Askerlik hizmeti konusunda da zorunlu ve bedelli askerliğin aynı anda uygulanmasının adaletsizlik olduğunu biliyoruz. Bunu sona erdireceğiz. Bizim hedefimiz; profesyonel orduya geçmektir.”
“MESLEK DIŞINDAN BÜYÜKELÇİ ATAMALARINA SON VERECEĞİZ”
“Dışişleri Bakanlığı, iktidar partisi üyelerinin ve yandaşlarının emekli olduğunda yerleştiği bir kasabaya dönüştü. İktidar destekçilerine emekli ikramiyesi gibi büyükelçilikler dağıtılıyor. Bir dönem başında olduğum için onur duyduğum Dışişleri Bakanlığımıza yeniden itibarını kazandıracağız. Meslek dışından büyükelçi atamalarına ilke olarak son vereceğiz. Liyakati esas alacağız.”
“TERÖR ÖRGÜTLERİNİN HEPSİYLE AYNI AZİM VE KARARLILIKLA MÜCADELE EDECEĞİZ”
“Terör örgütlerinin hepsiyle aynı azim ve kararlılıkla mücadele edeceğiz. Bu mücadelede, hiçbir koşulda, hukukun dışına çıkmayacağız.Terörle mücadeleyi hukuk içinde kalarak akılcı yöntemlerle sonuca ulaştıracağız.Terörle mücadelede sadece güvenlik enstrümanlarını kullanmayacağız. Diplomasiyi, uluslararası ilişkileri, sosyoekonomik araçları mutlaka devreye sokacağız. Terörle, toplumsal dinamikleri dikkate alan bir mücadele çizgisi izleyeceğiz. Kök sebeplerle uğraşacağız.”

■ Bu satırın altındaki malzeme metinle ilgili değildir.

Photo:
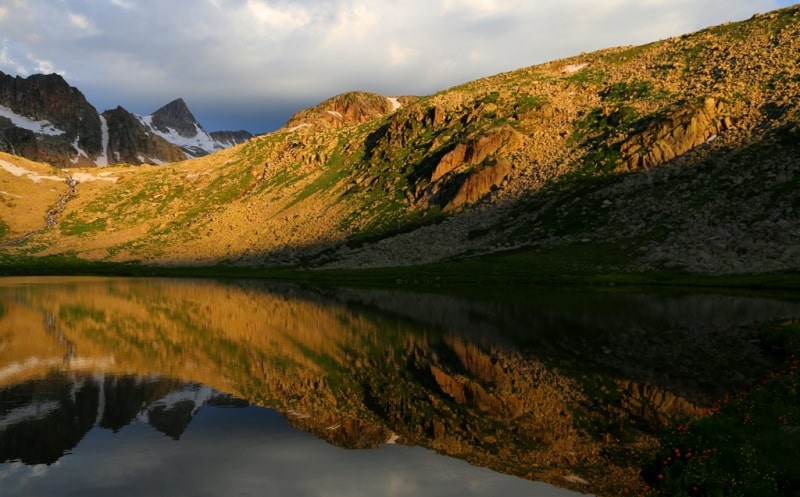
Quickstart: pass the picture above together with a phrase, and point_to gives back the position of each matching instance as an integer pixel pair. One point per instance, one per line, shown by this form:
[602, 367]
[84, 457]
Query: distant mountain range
[43, 118]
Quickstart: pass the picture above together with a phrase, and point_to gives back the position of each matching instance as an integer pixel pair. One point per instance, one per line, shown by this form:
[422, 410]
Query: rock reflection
[566, 388]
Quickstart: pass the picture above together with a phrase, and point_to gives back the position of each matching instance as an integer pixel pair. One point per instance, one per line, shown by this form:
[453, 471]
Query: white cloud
[127, 5]
[80, 22]
[283, 18]
[400, 55]
[271, 54]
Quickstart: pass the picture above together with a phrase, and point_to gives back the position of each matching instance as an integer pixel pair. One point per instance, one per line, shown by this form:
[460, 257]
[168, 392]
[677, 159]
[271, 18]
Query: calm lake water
[113, 386]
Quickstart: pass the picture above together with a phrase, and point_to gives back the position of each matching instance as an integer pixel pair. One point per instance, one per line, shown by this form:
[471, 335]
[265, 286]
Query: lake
[123, 386]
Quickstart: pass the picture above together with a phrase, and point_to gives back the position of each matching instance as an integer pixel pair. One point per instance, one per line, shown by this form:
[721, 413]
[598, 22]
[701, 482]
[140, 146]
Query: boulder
[678, 132]
[476, 150]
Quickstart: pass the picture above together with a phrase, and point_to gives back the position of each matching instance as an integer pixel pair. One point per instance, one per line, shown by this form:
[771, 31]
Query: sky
[250, 64]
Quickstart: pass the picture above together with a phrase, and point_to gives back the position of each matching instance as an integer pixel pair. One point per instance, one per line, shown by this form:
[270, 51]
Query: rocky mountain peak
[176, 116]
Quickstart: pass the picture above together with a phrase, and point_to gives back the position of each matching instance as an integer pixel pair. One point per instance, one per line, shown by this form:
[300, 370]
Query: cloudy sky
[252, 63]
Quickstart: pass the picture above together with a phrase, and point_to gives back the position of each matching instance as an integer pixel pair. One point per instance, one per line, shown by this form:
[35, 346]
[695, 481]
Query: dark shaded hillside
[680, 154]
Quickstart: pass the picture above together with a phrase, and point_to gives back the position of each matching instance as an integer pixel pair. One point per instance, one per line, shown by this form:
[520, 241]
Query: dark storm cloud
[262, 56]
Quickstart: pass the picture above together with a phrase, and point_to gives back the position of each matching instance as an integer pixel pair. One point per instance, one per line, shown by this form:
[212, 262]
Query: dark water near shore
[180, 387]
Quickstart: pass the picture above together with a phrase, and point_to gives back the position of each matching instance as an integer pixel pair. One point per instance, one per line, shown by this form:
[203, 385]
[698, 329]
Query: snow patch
[201, 140]
[299, 126]
[394, 102]
[102, 159]
[39, 127]
[31, 175]
[87, 177]
[573, 68]
[79, 150]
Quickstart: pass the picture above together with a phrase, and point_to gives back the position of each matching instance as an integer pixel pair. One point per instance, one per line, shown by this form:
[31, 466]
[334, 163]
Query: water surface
[182, 387]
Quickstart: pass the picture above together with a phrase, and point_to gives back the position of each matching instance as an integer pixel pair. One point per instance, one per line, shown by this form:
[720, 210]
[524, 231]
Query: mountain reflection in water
[568, 388]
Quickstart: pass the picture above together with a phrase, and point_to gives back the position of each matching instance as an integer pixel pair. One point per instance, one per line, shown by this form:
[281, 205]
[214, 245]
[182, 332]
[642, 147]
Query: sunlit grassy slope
[680, 154]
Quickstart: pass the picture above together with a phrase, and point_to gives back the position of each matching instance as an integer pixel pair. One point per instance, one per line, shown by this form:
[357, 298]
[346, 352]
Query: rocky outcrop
[74, 136]
[132, 143]
[348, 108]
[479, 183]
[175, 116]
[476, 150]
[43, 118]
[176, 124]
[678, 132]
[231, 138]
[473, 168]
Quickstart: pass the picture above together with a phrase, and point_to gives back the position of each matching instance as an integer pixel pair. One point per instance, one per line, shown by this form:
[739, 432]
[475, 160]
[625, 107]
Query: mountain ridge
[43, 118]
[676, 155]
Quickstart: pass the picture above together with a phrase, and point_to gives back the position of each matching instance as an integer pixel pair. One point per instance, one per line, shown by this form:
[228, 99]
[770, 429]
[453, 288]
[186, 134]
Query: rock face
[131, 142]
[175, 117]
[348, 108]
[43, 118]
[54, 109]
[176, 124]
[678, 132]
[473, 168]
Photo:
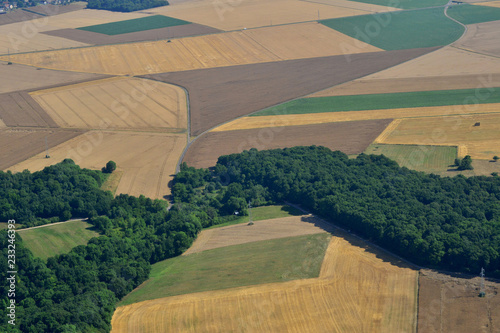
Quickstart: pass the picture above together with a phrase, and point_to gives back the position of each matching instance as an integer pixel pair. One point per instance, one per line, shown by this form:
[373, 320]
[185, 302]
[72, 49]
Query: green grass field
[56, 239]
[470, 14]
[415, 157]
[406, 4]
[263, 213]
[140, 24]
[379, 102]
[254, 263]
[400, 30]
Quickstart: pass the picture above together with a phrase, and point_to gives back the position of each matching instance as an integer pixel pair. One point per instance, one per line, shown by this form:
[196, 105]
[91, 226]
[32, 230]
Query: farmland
[52, 240]
[253, 263]
[358, 289]
[348, 137]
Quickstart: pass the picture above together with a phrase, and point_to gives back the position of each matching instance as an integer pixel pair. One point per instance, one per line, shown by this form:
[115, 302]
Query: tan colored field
[237, 15]
[385, 86]
[359, 290]
[218, 50]
[120, 102]
[443, 62]
[482, 38]
[330, 117]
[261, 230]
[148, 160]
[481, 141]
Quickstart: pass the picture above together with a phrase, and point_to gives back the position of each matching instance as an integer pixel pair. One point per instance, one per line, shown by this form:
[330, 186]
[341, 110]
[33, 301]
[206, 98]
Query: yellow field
[358, 290]
[480, 142]
[148, 160]
[330, 117]
[120, 102]
[227, 49]
[237, 15]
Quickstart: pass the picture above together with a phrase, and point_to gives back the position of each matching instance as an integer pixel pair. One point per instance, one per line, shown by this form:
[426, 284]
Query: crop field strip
[221, 94]
[349, 137]
[135, 153]
[88, 104]
[358, 290]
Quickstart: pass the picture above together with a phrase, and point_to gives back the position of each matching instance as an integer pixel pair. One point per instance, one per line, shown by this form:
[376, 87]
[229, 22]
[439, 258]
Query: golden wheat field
[119, 102]
[358, 290]
[480, 142]
[330, 117]
[238, 14]
[148, 160]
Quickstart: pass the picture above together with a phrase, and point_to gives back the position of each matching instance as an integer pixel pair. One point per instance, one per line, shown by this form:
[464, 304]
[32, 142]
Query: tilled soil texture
[20, 109]
[218, 95]
[348, 137]
[95, 38]
[452, 304]
[17, 145]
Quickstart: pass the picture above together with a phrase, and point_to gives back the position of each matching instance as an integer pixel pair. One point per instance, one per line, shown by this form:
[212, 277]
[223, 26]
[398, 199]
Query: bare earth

AYRINTILARI BİLGİÇ ANLATTI
Eylem planının ayrıntılarını DEVA Partisi Genel Başkanlık Dışişleri ve Güvenlik Politikaları Koordinatörü Abdurrahman Bilgiç paylaştı. Bölgede Türkiye’nin aleyhine kamplar ve ittifaklar oluşmasına izin vermeyeceklerini vurgulayan Bilgiç şöyle konuştu:
“AKDENİZ’DE ÇOK TARAFLI GİRİŞİMLERE DESTEK VERECEĞİZ”
“Akdeniz’deki petrol ve doğalgaz kaynaklarının uluslararası hukuk ve ulusal çıkarlarımız temelinde hakça paylaşımına olanak verecek çok taraflı girişimlere destek vereceğiz.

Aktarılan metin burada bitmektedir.